Lucie de B. steeds verder in het nauw
De verdenkingen tegen de Haagse verpleegkundige Lucie de B. (40) stapelen zich op. De kans dat zij toevallig betrokken was bij de haar ten laste gelegde incidenten is zeer minimaal, zo verklaarde statisticus prof. R. G. de Mulder woensdag bij de Haagse rechtbank tijdens de tweede dag van het proces tegen de van dertien moorden verdachte vrouw.
De Mulder, hoogleraar aan de Erasmus Universiteit Rotterdam, legde woensdag een verklaring af over de toevalsfactor in de zaak. Hij noemde de kans 1 op 342 miljoen. Die constatering is zeer belastend voor de verdachte verpleegkundige.
In de aanloop van dit getuigenverhoor werd De B. zelf door de rechtbank uitvoerig geconfronteerd met de lange lijst toevalligheden en merkwaardigheden die haar zo verdacht maken.
Zo werkte de vrouw in een bepaalde periode van enkele maanden, waarin er veel kinderen stierven, maar enkele dagen. Alle kinderen waren stabiel vlak voor ze de wacht overnam. Toch overleden ze volgens de arts „medisch onverklaarbaar.”
De B. stond er volgens minstens vijf collega’s op dat juist zij de ernstig zieke kinderen onder haar hoede nam. De verdachte verpleegkundige zelf ontkent dat. „Ik wilde dat niet. Alleen als het niet anders kon, nam ik mijn verantwoordelijkheid.” De collega’s verklaren tegen justitie dat Lucie noodgevallen en moeilijk te verzorgen patiënten niet goed aankon. Ze wilde echter juist wel voor dit soort moeilijke taken worden ingezet. Verder zou ze volgens collega’s opmerkelijke uitspraken hebben gedaan, zoals: „Kinderen voelen zich kennelijk op hun gemak dat ze bij mij doodgaan.”
Er bleek woensdag nog een toevalligheid. Veel overleden kinderen waren van moslimouders. Die weigerden meestal een sectie op hun overleden kind. „Als je kwaad zou willen denken, dan zou het kunnen zijn dat u juist moslimkinderen hebt uitgezocht om die reden”, zo merkte rechter mr.

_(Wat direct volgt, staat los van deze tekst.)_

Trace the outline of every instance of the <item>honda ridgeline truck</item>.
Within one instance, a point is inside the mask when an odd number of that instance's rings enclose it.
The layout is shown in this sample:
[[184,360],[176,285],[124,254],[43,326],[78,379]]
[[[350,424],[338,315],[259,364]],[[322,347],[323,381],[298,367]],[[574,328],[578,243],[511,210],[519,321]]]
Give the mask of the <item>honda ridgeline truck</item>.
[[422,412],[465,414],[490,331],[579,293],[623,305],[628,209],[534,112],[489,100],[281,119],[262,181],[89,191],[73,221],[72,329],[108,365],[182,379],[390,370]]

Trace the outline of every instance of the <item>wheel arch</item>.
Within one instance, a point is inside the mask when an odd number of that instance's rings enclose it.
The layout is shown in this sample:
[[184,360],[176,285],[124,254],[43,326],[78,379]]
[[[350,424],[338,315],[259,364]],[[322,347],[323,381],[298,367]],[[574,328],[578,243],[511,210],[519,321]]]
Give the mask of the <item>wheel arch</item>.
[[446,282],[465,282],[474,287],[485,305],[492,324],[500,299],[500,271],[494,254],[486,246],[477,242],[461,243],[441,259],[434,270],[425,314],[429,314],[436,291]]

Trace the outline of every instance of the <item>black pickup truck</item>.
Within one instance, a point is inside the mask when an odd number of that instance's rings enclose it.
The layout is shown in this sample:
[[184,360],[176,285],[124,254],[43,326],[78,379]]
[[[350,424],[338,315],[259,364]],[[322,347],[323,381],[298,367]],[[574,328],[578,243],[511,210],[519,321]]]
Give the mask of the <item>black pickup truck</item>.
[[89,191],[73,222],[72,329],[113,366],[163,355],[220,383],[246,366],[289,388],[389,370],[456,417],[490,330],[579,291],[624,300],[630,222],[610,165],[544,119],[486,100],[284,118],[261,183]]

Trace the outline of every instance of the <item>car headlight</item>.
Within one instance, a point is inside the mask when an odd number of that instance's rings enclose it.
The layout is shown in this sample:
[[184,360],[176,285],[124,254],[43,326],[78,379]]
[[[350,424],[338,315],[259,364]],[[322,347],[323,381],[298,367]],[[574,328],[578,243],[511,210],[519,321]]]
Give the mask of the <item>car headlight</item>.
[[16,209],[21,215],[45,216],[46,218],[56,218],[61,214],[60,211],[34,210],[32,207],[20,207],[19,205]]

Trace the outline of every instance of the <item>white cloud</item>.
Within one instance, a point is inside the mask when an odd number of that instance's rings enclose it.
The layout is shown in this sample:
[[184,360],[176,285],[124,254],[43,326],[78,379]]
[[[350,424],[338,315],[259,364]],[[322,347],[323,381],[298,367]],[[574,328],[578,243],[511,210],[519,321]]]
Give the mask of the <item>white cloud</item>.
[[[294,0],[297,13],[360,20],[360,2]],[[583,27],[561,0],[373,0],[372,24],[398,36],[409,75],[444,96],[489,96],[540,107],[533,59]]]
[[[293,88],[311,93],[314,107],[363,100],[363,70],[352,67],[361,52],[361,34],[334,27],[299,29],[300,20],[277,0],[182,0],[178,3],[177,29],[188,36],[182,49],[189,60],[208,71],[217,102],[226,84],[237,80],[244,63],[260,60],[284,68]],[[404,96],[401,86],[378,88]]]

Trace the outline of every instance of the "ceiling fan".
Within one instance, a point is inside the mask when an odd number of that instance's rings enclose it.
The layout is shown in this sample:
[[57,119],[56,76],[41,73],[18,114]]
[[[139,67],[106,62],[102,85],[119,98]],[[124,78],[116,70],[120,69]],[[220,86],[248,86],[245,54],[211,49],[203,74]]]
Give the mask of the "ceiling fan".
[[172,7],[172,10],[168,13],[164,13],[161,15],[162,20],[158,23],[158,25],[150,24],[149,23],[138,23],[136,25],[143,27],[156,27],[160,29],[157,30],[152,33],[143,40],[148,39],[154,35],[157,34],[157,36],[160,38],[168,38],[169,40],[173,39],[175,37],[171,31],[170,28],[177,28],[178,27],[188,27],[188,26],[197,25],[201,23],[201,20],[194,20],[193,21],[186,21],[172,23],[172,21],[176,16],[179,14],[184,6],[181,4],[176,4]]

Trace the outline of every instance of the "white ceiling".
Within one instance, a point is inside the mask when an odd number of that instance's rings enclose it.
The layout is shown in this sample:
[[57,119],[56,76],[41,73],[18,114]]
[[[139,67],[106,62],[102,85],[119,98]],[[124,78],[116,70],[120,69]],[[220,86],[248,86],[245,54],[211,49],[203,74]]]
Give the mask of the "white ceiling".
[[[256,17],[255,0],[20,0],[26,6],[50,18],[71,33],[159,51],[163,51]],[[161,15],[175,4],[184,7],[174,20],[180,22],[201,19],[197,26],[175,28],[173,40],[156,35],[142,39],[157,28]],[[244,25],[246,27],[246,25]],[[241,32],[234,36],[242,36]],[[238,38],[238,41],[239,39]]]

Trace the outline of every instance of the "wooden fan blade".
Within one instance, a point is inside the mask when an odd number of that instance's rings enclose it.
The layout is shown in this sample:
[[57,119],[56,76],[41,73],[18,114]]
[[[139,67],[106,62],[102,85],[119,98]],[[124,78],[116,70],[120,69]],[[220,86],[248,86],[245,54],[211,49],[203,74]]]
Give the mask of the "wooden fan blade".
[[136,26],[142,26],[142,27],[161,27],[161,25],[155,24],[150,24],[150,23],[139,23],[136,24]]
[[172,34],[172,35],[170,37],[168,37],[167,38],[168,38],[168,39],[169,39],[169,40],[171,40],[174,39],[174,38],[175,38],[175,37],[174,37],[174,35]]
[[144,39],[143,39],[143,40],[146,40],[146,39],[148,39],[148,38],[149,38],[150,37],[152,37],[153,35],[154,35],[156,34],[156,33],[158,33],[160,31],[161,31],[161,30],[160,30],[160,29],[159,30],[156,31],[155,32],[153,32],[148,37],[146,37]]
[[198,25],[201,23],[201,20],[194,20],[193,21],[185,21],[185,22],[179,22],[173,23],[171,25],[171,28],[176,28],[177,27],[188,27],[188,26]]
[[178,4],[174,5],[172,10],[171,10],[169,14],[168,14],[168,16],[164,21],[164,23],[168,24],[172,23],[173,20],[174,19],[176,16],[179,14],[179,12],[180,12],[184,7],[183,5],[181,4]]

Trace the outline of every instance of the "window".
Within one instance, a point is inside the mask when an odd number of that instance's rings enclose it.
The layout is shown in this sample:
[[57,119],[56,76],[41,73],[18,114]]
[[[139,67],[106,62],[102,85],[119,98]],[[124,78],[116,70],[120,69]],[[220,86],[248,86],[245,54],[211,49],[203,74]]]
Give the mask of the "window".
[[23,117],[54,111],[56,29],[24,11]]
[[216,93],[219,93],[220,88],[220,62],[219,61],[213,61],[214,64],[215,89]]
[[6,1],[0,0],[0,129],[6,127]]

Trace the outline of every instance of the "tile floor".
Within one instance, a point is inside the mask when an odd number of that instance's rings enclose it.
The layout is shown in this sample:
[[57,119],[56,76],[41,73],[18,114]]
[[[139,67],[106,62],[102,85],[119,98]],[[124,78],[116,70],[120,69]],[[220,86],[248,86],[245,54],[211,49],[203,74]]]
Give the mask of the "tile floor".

J. van Kempen op.
Collega’s hadden Lucie ooit eens horen zeggen: „Je kan het vaak goed van tevoren inschatten of ouders een autopsie toestaan.” Ook was het toevallig dat de betreffende slachtoffers veelal op het punt stonden te worden overgeplaatst naar een ander zieken- of verpleeghuis, vlak voor ze stierven. Familieleden van De B. verklaarden dat ze wel eens had gezegd: „Ik begrijp niet dat ze die zieke kinderen laten leven.”
De mensen die met de Haagse hebben gewerkt, schetsen het beeld dat Lucie de B. regelmatig buiten werktijd in het ziekenhuis waar ze op dat moment werkte, rondliep. Dat vonden ze vreemd. Tevens gaf de Haagse verpleegkundige zich buiten werktijden uit als iemand die namens het ziekenhuis nazorg kwam geven. De rechters lieten woensdag blijken dit ongewoon te vinden.
De B. gaf toe dat er wel heel veel toevalligheden tegen haar spreken. „Ik kan daar geen verklaring voor geven. We kunnen toch niet alles verklaren wat er in de wereld gebeurt.”
Officier van justitie mevrouw mr. I. Degeling wees nog op een verklaring van de broer van de verpleegkundige. Die beweert dat zijn zus iemand is die je aankijkt en liegt waar je bijstaat. „Ze kan er zelfs bij huilen.”
Ook een opleidingsbegeleidster zei te twijfelen aan de verpleegkundige. „Ik had het idee dat zij kinderen zou gaan ombrengen, ik hoopte dat ze haar kinderbevoegdheid nooit zou halen.” Vandaag zou de rechtbank een seriemoordenaar-specialist van de FBI horen. Daarna zullen nog enkele sterfgevallen worden behandeld. De eis wordt morgen verwacht.